Comprendre l’évolution du rapport à l’âge : entre identité, autonomie et territoires

Le vieillissement est une étape universelle où la perception de soi évolue en interaction avec le corps, l’environnement social et la société. Comprendre ce rapport à l’âge, c’est identifier :
  • L’influence de l’image de soi et de l’estime de soi sur l’autonomie et la qualité de vie
  • Le poids des représentations sociales et culturelles dans la façon de se voir et de se vivre âgé
  • Le rôle essentiel du maintien à domicile, de la prévention et des environnements adaptés
  • Les ressources régionales qui favorisent un sentiment d’utilité, de participation sociale et d’accompagnement
  • Comment la coordination territoriale soutient un vieillissement valorisé et choisi en Nouvelle-Aquitaine
Le rapport à l’âge n’est pas figé : il évolue au fil du parcours de vie, selon l’histoire personnelle, les liens, les soutiens et la capacité à se projeter, même dans le grand âge.

Vieillir : une expérience personnelle, un enjeu collectif

Le vieillissement ne se réduit pas à une succession de pertes ou à la prise d’un nouvel âge sur le calendrier administratif. Il s’agit d’un processus bio-psycho-social, c’est-à-dire qui engage le corps, le psychisme, la vie sociale, et l’environnement dans lequel la personne évolue.

  • Biologique : transformation du corps, apparition de fragilités ou de maladies chroniques, ralentissement de certaines fonctions – pas toujours synonyme de perte d’autonomie.
  • Psychologique : évolution de l’image de soi, réaménagement des aspirations, nécessité de redéfinir son identité par-delà l’activité professionnelle ou les rôles familiaux passés.
  • Social : modification du réseau relationnel, de la place dans la société, parfois du degré de visibilité ou de valorisation.

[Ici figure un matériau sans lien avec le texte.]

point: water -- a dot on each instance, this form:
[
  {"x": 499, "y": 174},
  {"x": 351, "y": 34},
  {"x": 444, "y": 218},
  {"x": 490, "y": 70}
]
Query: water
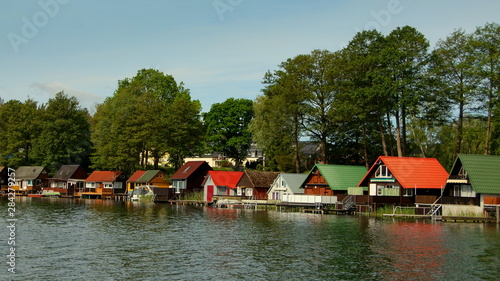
[{"x": 66, "y": 239}]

La perception de l’âge est fortement influencée par ce que l’entourage – proches, aidants, voisins, professionnels – communique comme attentes ou représentations, mais aussi par ce que la société – via les médias, les politiques publiques, le langage courant – transmet quant à la "valeur" attribuée au grand âge.

L’image de soi au fil du grand âge : nuances et transformations

Entre identité et estime de soi : ce qui change réellement

L’image de soi, c’est-à-dire la manière dont une personne se voit, se perçoit et se sent reconnue, évolue à mesure que l’on avance en âge. Cette évolution n’est pas linéaire : elle dépend du tempérament, du vécu, de l’environnement matériel et relationnel, de la santé, mais aussi des supports à l’autonomie qui sont proposés.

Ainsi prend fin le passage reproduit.